Alors que Dell annonçait récemment un partenariat avec Canonical pour proposer Ubuntu avec certaines de leurs machines, c'est Toshiba qui a récemment contacté Ubuntu-fr pour assurer la compatibilité d'une de leur machine avec Ubuntu. C'est une excellente initiative et je suis heureux de voir l'intérêt que peut aujourd'hui présenter une solution libre pour de tels constructeurs. C'est encourageant après le bond en arrière que viennent de subir les Logiciels Libres...

Test de Windows Vista : l'effet « Wow! »

C'était peut-être l'unique fois occasion de tester ce nouvel OS alors je n'ai hésité (d'autant qu'il fallait que je teste les fonctionnalités supportées avant de valider leur compatibilité avec Ubuntu ou non). Voila ce que j'ai pu retenir de cette « expérience » utilisateur :

  • Wow, c'est lent : 25 minutes lors du premier démarrage pour terminer l'installation de la version OEM c'est quand même pas ce qu'on fait de plus rapide... pour comparaison, c'est le temps qu'il m'a fallu pour installer ensuite Feisty ;
  • Wow, c'est compliqué : s'il y a un mot qu'ils ont définitivement enlevé de leur vocabulaire c'est simplicité, remarque ça doit bien illustrer les cours d'ergonomie. C'est simple, j'ai trouvé les caractéristiques de la bête au bout de 5 minutes ;
  • Wow, c'est bugué : les effets graphiques en sont encore au stade bêta, on dirait du beryl/compiz d'il y a 6 mois au moins ;
  • Wow, c'est puissant : après avoir téléchargé une image de la dernière version d'Ubuntu, je me suis mis en tête de la graver avec Vista. L'utilitaire par défaut ne sais pas effacer les CD réinscriptibles...
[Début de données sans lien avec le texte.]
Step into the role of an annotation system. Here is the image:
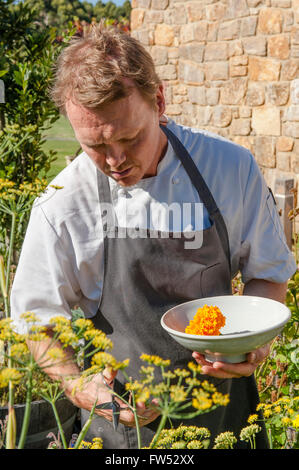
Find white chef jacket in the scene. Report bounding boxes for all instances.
[11,120,296,331]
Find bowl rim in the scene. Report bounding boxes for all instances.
[160,294,292,341]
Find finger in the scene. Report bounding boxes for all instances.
[246,344,270,366]
[103,367,117,387]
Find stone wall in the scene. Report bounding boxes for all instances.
[131,0,299,195]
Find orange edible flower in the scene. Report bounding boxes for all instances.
[185,305,225,336]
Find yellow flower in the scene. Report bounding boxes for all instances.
[90,437,103,449]
[10,343,29,358]
[91,352,129,370]
[74,318,93,329]
[0,367,22,388]
[281,416,292,426]
[188,362,201,373]
[247,414,259,424]
[212,392,229,406]
[20,312,40,323]
[174,369,190,378]
[140,354,170,367]
[264,408,272,418]
[292,414,299,429]
[47,347,66,361]
[185,305,225,336]
[169,385,187,403]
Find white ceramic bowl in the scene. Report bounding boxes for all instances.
[161,295,291,363]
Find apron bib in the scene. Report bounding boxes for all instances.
[81,127,268,449]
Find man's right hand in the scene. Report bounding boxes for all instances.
[65,369,160,427]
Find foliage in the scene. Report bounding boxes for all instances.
[22,0,131,33]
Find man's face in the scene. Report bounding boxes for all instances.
[66,87,167,186]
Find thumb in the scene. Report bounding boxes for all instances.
[103,367,117,387]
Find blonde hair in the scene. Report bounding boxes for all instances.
[50,25,162,113]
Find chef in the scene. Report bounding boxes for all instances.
[11,28,296,448]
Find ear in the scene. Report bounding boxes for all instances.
[156,84,166,117]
Bon je vais m'arrêter là car ce n'est pas l'objet de ce billet mais c'est assez affligeant pour ceux qui ont acheté un OS qui n'en vaut pas la peine... bref, j'ai quand même réussi à graver mon image et hop redémarrage !

Installation

Premier « soucis », le BIOS démarre sur le disque dur par défaut, il faut donc entrer via F1 dans la configuration et mettre le CD en premier. Une fois la manipulation effectuée, Ubuntu démarre sans problème avec le LiveCD. Les drivers propriétaires sont utilisés pour faire fonctionner le Wi-Fi (driver Intel) et ça marche du premier coup.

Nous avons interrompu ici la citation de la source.